Eight patients have contracted the disease at at Glen Care of Mt. Olive in Wayne County. Five have died.
Hepatitis B is a blood-borne disease that is typically transmitted by exposure to blood or body fluids. State investigators say during interviews with Glen Care employees, one medication tech admitted the same blood testing needles were shared between multiple patients.
"The medication tech we interviewed indicated that glucometers and adjustable lancing devices were not routinely cleaned and disinfected between uses," the report also says.
In a statement to the media Thursday, George Kornegay - President of Kornegay Healthcare, which owns Glen Care - said the facility is not admitting or acknowledging they caused the deaths.

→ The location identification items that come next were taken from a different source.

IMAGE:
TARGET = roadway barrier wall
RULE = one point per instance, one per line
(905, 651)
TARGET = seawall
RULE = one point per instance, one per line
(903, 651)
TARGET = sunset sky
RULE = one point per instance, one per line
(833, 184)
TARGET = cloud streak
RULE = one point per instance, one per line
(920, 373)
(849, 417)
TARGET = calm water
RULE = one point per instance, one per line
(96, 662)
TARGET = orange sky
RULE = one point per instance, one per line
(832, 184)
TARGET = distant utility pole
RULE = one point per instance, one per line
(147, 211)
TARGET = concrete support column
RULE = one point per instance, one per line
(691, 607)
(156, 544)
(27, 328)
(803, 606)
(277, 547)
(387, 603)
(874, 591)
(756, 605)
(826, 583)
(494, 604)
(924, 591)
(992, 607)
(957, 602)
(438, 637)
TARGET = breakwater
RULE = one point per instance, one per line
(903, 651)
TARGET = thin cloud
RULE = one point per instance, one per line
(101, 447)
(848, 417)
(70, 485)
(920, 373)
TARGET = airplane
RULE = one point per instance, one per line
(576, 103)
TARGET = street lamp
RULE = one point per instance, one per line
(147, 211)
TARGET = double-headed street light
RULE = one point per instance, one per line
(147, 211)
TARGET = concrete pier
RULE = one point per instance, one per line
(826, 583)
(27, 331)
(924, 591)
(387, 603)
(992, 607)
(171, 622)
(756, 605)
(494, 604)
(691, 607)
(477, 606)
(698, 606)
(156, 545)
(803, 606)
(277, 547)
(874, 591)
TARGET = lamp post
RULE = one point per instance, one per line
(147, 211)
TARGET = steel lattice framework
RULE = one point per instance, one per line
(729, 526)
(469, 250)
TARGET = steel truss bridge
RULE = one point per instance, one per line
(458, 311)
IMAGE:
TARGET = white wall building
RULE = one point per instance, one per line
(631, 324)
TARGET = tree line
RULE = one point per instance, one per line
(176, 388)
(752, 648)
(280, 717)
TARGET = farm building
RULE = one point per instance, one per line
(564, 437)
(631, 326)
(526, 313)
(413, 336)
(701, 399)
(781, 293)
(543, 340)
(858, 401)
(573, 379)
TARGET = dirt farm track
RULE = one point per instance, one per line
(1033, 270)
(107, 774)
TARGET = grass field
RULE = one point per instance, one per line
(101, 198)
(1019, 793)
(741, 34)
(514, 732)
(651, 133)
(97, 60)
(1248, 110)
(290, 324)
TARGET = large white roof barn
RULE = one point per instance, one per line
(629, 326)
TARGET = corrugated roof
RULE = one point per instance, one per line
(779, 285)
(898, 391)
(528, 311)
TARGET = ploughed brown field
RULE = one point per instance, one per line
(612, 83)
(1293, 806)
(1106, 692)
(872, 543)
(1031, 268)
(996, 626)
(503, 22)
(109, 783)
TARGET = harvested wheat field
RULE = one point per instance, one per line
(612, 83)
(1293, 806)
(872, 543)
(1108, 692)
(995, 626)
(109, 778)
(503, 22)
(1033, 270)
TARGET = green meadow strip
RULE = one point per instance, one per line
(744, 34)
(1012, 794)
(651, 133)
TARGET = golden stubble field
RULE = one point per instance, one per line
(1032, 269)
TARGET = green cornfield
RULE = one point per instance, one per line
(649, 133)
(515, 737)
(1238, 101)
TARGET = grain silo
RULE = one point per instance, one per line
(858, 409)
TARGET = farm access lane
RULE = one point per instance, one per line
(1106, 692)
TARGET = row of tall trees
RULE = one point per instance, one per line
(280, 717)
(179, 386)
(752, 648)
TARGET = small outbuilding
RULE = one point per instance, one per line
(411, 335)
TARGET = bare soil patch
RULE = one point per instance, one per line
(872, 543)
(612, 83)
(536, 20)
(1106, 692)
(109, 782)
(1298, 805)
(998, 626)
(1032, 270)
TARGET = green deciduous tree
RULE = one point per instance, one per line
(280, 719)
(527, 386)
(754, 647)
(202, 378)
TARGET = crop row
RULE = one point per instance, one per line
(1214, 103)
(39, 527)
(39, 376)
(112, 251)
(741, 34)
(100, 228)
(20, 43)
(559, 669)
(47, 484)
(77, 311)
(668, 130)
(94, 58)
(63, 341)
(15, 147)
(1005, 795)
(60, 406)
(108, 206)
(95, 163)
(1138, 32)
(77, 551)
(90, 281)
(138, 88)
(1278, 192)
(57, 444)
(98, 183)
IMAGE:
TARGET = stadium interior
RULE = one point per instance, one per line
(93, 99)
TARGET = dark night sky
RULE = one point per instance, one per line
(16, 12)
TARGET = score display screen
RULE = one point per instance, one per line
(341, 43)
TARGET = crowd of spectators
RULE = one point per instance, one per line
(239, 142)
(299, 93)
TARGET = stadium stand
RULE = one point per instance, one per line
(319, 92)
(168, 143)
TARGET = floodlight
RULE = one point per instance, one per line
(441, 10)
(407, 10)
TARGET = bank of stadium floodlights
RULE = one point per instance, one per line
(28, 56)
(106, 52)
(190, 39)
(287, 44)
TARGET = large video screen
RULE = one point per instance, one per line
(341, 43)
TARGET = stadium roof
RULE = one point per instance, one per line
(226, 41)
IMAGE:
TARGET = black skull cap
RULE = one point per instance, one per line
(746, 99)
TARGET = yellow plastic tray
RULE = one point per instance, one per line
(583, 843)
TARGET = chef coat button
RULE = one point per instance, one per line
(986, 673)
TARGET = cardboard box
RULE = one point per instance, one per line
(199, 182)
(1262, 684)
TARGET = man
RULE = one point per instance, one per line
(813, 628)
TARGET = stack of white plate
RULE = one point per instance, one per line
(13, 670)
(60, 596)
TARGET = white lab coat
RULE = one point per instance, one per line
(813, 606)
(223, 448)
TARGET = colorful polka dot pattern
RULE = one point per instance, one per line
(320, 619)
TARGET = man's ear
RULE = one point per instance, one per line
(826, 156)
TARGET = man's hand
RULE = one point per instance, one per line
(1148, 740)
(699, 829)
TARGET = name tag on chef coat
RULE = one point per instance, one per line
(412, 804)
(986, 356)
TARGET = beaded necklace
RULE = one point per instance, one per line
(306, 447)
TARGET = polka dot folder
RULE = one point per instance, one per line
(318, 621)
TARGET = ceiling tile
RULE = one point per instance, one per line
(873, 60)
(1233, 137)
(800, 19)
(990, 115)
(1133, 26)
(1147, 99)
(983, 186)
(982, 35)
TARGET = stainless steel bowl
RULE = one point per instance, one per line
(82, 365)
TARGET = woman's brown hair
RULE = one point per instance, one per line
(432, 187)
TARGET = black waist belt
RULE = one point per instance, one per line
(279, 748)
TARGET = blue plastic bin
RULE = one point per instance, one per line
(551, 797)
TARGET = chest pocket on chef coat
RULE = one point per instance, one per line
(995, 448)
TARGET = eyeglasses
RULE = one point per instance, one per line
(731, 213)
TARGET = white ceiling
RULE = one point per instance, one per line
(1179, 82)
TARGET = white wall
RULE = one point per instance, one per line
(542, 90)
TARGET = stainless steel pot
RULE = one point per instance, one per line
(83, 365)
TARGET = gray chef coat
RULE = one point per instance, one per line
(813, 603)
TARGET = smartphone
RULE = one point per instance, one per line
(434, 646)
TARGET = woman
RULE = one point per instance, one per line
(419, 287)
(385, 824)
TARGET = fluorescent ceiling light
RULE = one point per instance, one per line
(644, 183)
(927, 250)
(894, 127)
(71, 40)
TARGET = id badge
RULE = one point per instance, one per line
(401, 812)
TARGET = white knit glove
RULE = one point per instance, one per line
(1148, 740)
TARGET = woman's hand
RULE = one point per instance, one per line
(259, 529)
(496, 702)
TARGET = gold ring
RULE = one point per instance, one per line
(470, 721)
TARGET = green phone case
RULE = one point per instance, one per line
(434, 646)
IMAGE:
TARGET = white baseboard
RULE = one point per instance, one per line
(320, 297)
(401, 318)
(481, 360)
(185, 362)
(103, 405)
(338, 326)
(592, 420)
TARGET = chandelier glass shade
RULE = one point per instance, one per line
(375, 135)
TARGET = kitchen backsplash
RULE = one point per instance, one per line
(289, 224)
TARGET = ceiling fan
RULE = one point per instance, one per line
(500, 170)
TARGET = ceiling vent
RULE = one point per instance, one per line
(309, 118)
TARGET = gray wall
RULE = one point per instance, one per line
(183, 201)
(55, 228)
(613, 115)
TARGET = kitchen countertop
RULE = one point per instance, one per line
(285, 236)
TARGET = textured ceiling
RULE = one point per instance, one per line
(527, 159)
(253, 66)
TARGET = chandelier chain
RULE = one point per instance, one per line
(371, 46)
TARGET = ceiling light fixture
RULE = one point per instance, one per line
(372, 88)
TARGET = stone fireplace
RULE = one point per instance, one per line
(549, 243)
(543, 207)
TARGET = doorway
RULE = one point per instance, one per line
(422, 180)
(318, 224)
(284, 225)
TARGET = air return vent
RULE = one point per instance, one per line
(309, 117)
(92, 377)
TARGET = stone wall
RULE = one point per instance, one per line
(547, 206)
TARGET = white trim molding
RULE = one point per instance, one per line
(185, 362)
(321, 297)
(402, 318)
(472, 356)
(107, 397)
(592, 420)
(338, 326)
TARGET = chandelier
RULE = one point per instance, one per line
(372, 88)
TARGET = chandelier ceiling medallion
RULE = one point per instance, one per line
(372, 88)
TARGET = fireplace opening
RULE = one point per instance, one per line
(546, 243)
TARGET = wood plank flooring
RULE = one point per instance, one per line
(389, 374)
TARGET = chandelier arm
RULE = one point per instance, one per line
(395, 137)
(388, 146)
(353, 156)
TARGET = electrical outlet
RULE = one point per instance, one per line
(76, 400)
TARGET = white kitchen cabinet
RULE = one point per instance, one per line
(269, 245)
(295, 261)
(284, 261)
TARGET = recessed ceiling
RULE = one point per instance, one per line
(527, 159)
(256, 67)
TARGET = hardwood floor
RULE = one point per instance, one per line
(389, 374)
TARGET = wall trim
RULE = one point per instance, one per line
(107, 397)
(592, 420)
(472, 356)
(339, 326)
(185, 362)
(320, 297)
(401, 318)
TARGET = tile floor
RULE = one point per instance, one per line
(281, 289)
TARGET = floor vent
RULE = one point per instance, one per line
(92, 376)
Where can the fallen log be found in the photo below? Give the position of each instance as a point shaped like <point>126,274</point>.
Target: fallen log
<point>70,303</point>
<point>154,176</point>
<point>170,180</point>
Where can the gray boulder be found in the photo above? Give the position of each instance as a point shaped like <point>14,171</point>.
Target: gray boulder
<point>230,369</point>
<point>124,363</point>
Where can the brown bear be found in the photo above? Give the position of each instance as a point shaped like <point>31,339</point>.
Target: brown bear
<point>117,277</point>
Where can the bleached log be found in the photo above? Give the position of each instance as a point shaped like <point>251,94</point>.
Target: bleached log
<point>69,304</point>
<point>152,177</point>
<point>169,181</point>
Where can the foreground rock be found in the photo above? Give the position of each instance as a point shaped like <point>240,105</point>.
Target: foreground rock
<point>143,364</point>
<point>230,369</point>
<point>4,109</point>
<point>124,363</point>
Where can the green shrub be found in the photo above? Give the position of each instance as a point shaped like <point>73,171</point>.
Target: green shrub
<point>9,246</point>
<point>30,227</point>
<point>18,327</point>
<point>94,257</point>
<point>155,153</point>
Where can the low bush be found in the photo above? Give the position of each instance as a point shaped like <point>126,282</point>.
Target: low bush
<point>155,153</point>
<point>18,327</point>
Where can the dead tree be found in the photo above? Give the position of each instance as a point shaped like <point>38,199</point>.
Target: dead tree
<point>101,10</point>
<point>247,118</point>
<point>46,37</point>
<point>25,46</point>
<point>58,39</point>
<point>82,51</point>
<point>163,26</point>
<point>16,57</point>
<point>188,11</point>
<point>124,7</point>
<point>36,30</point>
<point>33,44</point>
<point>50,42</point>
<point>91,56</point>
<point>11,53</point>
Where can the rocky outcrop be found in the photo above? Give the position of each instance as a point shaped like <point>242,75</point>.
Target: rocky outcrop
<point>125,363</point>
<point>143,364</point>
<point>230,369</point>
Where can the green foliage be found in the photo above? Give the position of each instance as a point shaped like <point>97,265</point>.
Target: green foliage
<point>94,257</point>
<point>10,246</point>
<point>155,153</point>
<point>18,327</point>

Korgegay said an internal investigation has not found the employee who said needles were shared and he stated the same patients also saw many other doctors during the time they were infected.
Kornegay said the facility is now using registered nurses to oversee blood testing to make sure sterile equipment is used.
State investigators said their investigation has not revealed how hepatitis first entered the facility. They said it was possible it came from a patient who was a chronic carrier who was deceased or discharged before the investigation began.
The report recommends all current and former residents who've lived at Glen Care since January 1 get tested for hepatitis.
It also says disposable blood testing needles should be used on patients who require blood glucose level monitoring and that associated equipment should be cleaned and disinfected between each use.